With U.S. Off, Global Stocks Buoyed By Europe Stimulus Hopes


With Wall Street closed for the Thanksgiving legal holiday and tensions between Russia and Turkey fading, European stock markets were buoyed Thursday by expectations that the European Central Bank will back further stimulus for the ailing 19-country eurozone economy next week.

There’s increasing speculation that ECB President Mario Draghi will announce a bold package of measures as the bank tries to shore up the economic recovery across the region and get inflation back towards its target of just below 2 percent on an annual basis. Currently, inflation is standing at 0.1 percent. That prospect is keeping the euro currency at relative lows at $1.06 as well as depressing the interest rates payable on a series of government bonds across Europe.
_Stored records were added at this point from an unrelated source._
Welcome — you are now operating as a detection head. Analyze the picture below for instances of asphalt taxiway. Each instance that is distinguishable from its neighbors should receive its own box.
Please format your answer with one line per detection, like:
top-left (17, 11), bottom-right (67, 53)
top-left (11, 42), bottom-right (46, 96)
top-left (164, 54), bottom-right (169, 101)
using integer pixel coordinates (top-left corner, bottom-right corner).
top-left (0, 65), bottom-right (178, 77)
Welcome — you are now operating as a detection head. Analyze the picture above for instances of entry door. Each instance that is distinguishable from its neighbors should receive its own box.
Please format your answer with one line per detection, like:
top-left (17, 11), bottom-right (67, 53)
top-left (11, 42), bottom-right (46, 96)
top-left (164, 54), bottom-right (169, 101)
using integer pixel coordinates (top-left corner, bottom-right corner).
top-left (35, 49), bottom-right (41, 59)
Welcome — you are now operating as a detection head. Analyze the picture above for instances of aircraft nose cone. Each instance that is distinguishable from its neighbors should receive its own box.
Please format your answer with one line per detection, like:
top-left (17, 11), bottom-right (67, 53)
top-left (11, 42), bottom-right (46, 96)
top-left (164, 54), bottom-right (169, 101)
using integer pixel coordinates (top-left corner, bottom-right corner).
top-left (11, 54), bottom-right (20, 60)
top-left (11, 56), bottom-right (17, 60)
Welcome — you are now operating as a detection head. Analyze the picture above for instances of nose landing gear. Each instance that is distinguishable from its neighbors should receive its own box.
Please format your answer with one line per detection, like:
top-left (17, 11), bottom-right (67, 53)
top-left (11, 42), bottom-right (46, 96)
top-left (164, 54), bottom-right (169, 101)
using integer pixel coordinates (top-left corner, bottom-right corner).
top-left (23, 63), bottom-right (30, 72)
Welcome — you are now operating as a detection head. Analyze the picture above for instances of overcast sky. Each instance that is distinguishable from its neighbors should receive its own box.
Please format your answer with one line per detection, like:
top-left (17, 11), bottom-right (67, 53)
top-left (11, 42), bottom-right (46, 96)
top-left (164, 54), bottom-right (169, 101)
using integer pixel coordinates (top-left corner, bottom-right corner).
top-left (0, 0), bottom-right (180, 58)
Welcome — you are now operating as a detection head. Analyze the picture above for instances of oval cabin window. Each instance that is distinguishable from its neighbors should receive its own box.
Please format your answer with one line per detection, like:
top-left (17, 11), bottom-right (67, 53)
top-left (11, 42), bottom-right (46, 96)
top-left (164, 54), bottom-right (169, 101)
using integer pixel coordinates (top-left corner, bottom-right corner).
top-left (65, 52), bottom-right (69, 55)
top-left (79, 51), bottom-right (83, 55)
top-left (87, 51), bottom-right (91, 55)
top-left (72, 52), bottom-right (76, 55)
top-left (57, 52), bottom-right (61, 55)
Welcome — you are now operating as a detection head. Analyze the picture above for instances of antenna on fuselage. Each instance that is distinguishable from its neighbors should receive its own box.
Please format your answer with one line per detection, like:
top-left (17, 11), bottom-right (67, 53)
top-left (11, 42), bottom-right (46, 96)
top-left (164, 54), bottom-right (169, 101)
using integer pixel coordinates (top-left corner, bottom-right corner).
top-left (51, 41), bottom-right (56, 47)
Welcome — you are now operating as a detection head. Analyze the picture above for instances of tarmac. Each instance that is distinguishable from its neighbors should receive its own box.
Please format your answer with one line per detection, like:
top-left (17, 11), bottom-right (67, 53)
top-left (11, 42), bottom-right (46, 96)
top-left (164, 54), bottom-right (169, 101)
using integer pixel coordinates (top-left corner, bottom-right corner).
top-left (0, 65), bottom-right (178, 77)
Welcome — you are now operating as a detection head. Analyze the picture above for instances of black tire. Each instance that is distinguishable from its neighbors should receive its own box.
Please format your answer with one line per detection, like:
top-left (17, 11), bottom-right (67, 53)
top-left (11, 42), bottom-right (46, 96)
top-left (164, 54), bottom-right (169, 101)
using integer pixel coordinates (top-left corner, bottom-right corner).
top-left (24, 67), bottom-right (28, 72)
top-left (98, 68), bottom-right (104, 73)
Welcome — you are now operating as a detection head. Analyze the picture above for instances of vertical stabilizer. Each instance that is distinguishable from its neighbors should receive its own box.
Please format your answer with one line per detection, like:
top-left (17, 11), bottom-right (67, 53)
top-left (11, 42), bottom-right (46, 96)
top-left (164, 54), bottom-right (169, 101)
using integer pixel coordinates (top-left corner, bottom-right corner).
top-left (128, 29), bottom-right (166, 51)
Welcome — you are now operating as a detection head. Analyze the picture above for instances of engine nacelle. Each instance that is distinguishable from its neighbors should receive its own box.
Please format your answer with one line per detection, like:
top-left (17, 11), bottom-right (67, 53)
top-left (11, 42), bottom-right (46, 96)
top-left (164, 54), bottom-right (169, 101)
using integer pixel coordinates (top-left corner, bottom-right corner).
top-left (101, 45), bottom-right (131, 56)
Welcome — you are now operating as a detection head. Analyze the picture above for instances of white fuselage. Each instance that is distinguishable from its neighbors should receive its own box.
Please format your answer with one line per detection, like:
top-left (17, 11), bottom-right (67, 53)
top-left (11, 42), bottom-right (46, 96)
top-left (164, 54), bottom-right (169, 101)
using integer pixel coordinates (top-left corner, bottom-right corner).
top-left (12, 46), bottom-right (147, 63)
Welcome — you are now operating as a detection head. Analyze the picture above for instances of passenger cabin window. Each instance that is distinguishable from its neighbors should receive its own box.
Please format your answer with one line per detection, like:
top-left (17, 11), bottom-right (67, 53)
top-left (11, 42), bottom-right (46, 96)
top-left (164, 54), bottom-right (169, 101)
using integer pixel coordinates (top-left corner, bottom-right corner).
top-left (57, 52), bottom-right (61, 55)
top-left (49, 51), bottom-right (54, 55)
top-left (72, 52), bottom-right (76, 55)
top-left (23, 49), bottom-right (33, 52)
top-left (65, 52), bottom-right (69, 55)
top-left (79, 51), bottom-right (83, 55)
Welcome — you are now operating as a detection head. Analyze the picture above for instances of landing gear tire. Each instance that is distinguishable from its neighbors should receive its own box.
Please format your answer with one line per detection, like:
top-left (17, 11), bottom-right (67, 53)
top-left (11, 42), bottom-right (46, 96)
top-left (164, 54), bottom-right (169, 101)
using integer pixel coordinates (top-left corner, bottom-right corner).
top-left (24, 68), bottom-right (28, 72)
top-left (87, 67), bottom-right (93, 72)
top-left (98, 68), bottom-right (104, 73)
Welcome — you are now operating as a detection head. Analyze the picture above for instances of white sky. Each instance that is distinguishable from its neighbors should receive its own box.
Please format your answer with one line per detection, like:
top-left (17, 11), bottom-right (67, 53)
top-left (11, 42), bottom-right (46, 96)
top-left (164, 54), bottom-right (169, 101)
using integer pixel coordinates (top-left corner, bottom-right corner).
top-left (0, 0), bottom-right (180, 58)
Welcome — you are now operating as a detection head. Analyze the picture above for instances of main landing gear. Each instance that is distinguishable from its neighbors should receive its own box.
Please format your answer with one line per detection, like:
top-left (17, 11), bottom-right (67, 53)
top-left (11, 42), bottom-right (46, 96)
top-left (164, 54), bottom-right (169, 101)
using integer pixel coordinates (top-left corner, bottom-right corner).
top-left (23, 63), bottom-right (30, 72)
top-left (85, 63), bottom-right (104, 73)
In Europe, the FTSE 100 index of leading British shares closed up 0.9 percent at 6,393.13 while Germany’s DAX rose 1.4 percent to 11,320.77. The CAC-40 in France ended 1.1 percent higher at 4,946.02.

“In the event that the ECB fails to deliver what Mr. Market wants then one would expect to see a big drop in stock prices — an unlikely event, in our view,” said Fawad Razaqzada, technical analyst at Forex.com.

Razaqzada said there’s potential for stock markets, particularly in Europe, to post further strong gains over coming days before possibly retreating a little sometime after the ECB meeting on Thursday.

Earlier in Asia, Japan’s Nikkei 225 rose 0.5 percent to 19,944.41 and South Korea’s Kospi gained 1.1 percent to 2,030.68. Hong Kong’s Hang Seng erased earlier gains, finishing flat at 22,488.94. Australia’s S&P/ASX 200 advanced 0.3 percent to 5,210.70.

Wall Street is set to reopen Friday for an abbreviated session and much of the interest will likely center on Black Friday, when millions of Americans venture to shops the day after Thanksgiving in search of bargains.

In the energy markets, Brent crude, a benchmark for international oils, lost 75 cents to trade at $45.42 a barrel in London.